Здесь надо сделать еще одно пояснение. Я родился в семье потомственных математиков. Как в роду Баха все были музыкантами, так в роду Фаустино все были математиками, и обучение детей математике начиналось с самых ранних лет. Впрочем, родители в основном занимались тремя старшими сыновьями, а наше с Софи воспитание было пущено на самотек. Софи подражала старшим братьям, а я, в свою очередь, перенимал от нее все математические сведения. Когда я пошел в школу, я уже умел довольно сносно брать производные и интегралы. В этом нет ничего удивительного - ибо для того времени и того круга людей, к которому принадлежала моя семья, раннее знакомство с математикой считалось вполне нормальным явлением.
Софи была моей путеводной звездой и, в некотором смысле, моей первой женщиной. Я переживал ее как данность, как характеристику бытия, как неотъемлемую природную составляющую. У каждого дяди обязательно есть своя тетя, каждому папе полагается своя мама, а каждому мальчику, полагается своя Софи. Мне было странно видеть, что у некоторых детей нету Софи.
- Ты что, холостой? - недоуменно спрашивал я.

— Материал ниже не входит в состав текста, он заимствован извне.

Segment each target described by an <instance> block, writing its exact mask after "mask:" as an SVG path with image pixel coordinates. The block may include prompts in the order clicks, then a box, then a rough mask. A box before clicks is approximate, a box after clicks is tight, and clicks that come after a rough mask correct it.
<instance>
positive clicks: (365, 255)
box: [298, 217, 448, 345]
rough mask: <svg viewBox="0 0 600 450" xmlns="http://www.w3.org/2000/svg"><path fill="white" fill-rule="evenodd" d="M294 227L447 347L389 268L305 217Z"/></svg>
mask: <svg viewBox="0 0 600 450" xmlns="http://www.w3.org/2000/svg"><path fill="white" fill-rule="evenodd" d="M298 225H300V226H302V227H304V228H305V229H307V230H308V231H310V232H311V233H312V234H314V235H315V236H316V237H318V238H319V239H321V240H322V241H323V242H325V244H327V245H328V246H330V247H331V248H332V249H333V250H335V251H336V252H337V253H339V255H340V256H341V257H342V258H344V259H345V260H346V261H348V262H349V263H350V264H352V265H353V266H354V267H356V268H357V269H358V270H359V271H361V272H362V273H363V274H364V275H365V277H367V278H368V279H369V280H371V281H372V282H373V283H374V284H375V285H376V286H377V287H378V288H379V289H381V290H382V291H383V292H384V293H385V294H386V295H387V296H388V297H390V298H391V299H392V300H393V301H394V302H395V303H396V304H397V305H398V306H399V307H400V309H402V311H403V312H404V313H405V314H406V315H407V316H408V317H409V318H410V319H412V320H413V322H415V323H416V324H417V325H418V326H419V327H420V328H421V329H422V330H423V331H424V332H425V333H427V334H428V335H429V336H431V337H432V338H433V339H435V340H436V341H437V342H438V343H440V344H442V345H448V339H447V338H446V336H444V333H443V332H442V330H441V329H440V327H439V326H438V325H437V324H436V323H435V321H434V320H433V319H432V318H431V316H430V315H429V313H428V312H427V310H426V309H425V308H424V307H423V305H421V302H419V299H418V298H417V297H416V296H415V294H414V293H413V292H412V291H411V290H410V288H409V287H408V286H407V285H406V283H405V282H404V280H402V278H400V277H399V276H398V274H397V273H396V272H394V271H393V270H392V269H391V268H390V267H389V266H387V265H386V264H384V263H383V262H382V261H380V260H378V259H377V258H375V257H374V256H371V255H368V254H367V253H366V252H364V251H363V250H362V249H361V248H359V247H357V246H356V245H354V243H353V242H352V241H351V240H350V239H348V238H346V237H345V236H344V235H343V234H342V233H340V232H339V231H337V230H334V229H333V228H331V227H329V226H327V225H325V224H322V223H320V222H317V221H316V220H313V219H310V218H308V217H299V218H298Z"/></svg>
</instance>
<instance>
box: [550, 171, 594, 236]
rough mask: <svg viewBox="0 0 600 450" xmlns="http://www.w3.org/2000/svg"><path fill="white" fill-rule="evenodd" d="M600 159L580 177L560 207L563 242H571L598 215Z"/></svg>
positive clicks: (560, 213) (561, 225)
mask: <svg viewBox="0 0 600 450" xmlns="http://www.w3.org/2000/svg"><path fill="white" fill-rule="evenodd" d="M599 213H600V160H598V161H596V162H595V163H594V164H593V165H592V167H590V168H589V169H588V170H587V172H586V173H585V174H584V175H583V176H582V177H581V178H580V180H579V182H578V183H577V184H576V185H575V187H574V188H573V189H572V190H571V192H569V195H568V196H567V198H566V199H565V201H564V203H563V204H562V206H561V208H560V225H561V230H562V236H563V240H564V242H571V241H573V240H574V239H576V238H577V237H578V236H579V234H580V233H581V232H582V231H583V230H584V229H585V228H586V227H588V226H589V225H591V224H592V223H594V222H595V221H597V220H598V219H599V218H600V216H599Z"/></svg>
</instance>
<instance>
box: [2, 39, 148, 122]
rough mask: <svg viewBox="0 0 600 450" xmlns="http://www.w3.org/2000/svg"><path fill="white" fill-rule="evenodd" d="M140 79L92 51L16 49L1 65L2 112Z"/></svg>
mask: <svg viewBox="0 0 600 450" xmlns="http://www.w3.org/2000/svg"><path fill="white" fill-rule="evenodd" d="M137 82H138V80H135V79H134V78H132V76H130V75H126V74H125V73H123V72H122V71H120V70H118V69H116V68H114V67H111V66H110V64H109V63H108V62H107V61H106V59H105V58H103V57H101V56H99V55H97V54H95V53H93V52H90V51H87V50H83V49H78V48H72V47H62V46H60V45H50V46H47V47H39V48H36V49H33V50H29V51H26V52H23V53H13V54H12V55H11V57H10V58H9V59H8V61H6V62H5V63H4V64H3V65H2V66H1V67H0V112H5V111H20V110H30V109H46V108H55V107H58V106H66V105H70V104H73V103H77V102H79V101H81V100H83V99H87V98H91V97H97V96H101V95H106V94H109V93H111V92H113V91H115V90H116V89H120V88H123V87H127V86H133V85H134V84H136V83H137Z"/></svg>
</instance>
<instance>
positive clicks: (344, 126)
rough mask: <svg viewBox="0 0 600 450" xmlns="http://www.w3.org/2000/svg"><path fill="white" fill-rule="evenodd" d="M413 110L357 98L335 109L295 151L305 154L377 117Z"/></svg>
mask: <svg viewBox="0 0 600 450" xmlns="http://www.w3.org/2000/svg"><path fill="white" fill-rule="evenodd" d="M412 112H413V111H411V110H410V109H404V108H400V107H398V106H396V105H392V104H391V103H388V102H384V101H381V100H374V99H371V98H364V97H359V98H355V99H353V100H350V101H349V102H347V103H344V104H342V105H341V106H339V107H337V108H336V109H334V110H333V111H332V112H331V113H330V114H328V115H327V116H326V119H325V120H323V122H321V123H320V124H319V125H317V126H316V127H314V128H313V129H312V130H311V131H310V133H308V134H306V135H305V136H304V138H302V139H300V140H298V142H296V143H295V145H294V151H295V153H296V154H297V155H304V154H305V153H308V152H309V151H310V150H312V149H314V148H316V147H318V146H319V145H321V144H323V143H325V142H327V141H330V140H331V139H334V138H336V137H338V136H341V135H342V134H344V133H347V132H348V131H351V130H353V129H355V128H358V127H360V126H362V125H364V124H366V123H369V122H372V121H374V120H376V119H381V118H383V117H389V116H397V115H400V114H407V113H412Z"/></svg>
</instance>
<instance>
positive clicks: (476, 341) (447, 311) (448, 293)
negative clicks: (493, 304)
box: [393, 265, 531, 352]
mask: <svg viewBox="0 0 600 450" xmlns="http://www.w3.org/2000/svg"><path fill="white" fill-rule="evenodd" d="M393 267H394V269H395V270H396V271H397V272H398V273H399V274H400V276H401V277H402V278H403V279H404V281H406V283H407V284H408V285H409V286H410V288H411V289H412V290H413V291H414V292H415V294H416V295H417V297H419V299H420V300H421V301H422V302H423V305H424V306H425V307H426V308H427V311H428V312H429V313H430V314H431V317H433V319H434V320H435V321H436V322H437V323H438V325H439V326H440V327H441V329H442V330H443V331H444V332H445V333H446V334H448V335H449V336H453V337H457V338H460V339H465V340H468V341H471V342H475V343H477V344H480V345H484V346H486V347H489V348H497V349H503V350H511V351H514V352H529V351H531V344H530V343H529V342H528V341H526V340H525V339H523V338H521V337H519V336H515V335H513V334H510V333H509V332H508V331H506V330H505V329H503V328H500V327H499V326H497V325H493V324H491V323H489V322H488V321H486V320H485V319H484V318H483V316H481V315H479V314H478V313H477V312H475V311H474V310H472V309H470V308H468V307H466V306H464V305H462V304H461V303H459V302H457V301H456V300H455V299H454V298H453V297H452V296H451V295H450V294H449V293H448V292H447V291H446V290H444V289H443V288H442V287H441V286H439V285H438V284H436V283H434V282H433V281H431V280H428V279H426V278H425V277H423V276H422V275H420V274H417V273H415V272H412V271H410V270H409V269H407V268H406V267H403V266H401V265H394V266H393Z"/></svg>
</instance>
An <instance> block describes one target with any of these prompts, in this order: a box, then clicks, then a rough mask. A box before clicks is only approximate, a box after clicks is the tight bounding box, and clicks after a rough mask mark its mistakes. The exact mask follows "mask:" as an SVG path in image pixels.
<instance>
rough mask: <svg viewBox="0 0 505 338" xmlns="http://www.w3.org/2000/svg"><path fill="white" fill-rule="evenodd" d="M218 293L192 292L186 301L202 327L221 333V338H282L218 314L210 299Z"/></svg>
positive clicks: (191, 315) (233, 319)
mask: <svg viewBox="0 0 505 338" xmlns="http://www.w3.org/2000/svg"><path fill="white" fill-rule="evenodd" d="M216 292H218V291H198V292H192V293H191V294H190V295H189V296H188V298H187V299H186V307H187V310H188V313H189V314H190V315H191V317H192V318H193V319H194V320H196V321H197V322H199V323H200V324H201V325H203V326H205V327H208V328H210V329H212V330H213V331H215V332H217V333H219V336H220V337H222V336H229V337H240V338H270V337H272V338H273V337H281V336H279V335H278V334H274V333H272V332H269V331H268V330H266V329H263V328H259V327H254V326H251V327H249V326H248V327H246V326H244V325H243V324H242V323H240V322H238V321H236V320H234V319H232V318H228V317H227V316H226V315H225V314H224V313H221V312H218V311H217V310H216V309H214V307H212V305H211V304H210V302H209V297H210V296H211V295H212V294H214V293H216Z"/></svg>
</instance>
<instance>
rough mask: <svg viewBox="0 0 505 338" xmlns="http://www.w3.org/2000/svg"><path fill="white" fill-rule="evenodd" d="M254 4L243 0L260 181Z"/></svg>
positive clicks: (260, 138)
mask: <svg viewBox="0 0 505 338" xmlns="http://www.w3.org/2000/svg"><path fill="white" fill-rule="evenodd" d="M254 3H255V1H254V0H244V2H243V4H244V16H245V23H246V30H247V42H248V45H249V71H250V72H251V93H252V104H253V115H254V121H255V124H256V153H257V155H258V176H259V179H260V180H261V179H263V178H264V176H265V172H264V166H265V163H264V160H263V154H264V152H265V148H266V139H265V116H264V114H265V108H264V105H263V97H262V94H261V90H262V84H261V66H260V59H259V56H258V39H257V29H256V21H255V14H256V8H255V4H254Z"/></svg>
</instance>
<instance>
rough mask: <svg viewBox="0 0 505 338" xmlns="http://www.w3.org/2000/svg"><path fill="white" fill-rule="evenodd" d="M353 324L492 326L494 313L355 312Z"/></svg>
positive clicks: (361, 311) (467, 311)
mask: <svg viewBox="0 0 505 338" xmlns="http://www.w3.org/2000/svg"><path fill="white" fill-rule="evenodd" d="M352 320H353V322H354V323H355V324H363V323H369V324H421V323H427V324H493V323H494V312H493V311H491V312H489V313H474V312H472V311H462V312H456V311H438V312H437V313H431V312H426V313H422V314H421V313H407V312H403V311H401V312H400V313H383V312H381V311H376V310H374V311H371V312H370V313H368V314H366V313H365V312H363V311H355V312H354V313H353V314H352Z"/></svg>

Сама же Софи была далека от того, чтобы считать меня своим мужем. Все-таки полтора года - огромная разница! Скорей всего, я был для нее нечто вроде живой куклы для битья. В наших детских играх и выдумках я служил ее пассивным орудием.. Она росла излишне мужественной, а я - излишне женственным. Так, она ни в чем не уступала мальчишкам: ни в играх, ни в борьбе, ни в математике; она дралась с ними, вступалась всегда за меня, а про себя я даже не помню, чтобы когда-нибудь с кем-нибудь дрался. Наверное, я вообще не умел драться. Каждый день она обучала меня математике, наши занятия протекали очень плодотворно, но если я вдруг чего-нибудь не понимал, Софи без лишних объяснений и угроз давала мне крепкую затрещину. Она вообще никогда не объясняла, только показывала один раз, как надо делать, и требовала, чтобы я повторял урок. Иногда, видя мою непроходимую тупость, она молча избивала меня. Но в защиту ее метода воспитания я должен сказать, что она никогда не унижала меня и не называла дураком или тупым.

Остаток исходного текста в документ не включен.